Таким образом, «сексуальная анархия и анархия политическая и социальная - демоны-близнецы. Хотя одна может появиться раньше другой, но они взаимосвязаны и взаимозависимы», - утверждает П. Сорокин и приводит множество примеров. Иногда сексуальное освобождение предшествовало взрыву социополитических потрясений, иногда эти процессы происходили одновременно. Но почти всегда эти две формы анархии шли рядом» [7, с. 86].
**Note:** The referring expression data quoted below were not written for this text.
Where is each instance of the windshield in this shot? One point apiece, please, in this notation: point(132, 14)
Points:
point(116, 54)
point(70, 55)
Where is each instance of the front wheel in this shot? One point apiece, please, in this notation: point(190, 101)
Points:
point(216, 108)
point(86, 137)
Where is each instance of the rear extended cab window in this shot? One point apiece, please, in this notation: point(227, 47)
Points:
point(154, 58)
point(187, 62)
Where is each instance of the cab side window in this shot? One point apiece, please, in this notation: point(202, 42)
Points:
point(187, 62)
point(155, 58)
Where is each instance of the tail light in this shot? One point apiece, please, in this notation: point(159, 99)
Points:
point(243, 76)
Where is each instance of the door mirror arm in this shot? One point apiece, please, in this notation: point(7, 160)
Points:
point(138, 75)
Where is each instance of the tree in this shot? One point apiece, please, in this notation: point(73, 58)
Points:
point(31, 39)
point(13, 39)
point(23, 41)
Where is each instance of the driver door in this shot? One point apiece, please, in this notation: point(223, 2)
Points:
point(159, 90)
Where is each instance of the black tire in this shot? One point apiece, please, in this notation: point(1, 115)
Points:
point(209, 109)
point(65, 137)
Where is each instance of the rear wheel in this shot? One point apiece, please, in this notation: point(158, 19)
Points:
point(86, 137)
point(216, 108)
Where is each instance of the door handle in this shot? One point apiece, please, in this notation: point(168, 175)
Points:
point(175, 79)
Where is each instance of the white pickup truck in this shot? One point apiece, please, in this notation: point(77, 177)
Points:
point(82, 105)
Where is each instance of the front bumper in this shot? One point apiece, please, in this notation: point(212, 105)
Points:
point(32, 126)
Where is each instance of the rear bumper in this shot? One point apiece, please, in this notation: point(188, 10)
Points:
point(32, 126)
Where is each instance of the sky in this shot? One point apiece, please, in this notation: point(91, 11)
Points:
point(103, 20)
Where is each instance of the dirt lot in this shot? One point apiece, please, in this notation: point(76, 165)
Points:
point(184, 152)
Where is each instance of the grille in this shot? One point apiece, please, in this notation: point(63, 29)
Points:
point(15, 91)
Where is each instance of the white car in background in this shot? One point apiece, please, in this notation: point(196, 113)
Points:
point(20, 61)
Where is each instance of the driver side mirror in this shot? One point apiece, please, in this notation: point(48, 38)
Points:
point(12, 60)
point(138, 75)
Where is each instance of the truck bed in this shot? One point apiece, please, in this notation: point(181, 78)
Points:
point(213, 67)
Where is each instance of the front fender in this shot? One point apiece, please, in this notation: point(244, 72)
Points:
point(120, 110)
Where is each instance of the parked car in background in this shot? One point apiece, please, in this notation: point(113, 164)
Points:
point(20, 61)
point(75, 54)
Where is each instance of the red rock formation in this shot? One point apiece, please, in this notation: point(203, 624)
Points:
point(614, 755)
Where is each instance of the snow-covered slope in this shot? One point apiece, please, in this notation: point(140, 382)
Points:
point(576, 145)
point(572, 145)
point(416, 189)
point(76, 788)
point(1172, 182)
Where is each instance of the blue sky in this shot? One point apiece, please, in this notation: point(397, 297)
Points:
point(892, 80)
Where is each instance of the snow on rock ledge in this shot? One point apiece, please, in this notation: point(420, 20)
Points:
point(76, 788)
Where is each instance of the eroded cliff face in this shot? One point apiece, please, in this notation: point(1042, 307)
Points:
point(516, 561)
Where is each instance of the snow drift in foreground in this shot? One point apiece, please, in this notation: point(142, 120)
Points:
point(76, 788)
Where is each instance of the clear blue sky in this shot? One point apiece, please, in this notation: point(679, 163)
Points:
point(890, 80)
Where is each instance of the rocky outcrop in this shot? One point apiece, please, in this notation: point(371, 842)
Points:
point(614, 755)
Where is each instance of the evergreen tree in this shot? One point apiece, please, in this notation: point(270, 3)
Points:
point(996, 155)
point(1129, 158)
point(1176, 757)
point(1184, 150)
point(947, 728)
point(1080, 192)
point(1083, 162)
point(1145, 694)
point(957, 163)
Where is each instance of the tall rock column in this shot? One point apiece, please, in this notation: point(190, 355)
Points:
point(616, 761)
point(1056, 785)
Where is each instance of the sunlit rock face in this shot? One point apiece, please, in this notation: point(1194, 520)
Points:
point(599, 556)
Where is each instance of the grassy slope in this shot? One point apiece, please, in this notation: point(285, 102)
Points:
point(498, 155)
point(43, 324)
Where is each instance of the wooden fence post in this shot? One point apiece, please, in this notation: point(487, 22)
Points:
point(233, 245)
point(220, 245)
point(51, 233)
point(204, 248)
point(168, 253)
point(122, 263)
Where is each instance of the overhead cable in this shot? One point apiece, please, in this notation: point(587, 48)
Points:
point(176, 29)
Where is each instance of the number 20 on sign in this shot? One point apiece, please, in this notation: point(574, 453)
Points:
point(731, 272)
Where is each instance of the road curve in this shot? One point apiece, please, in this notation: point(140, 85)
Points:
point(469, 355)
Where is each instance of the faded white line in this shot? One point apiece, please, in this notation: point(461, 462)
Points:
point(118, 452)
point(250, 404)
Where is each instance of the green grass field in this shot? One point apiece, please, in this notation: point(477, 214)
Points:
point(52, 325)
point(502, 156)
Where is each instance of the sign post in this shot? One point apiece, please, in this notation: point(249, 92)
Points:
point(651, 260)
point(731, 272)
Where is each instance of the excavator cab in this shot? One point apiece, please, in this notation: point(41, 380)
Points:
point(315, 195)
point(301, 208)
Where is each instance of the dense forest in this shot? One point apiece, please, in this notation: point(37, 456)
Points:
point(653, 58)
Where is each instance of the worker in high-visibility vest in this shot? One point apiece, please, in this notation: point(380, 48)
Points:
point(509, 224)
Как совершенно точно отмечают психологи Т. Шишова и И. Медведева, ставка нашей верховной власти на общенародный патриотизм в отрыве от целомудрия нереалистична. «С какой стати развращенные эгоисты, привыкшие жить по своим страстям и похотям и готовые ради них бросить, предать свою семью, ведущие постоянную войну со своими согражданами "в погоне за максимальной долей материальных благ и удовольствий", будут отдавать силы, здоровье и жизнь за соотечественников - людей, которых они никогда даже в глаза не видели? Они, наоборот, постараются извлечь выгоду из ситуации, не погнушаются предательством, перейдут на сторону врага, сделают все что угодно, лишь бы сохранить свою жизнь для новых чувственных утех» [8]. Русские юристы, в том числе и П. Сорокин, эмигрировавшие после Октябрьского переворота из России, сохранили установки на нравственно-психологическую оценку права, его норм, формы и содержания, поэтому учитывали влияние духовных ценностей на правосознание. Современные западные законодатели идут по пути легализации сексуальных извращений, в то время как закат Европы ощутим уже не только провиденциально.
Литература
1. Коркунов Н. М. Лекции по общей теории права М., 2003.
2. Социология права / под ред. В. М. Сырых. М., 2001.
3. Лапаева В. В. Социология права. М., 2000.
4. Сорокин П. А. Человек. Цивилизация. Общество. М., 1992.
5. Иеринг Р. Цель в праве. СПб., 1881. Т. 1.
6. Сорокин П. Проблема социального неравенства // Собрание сочинений. М., 1992.
7. Сорокин П. Американская сексуальная революция. М., 2006.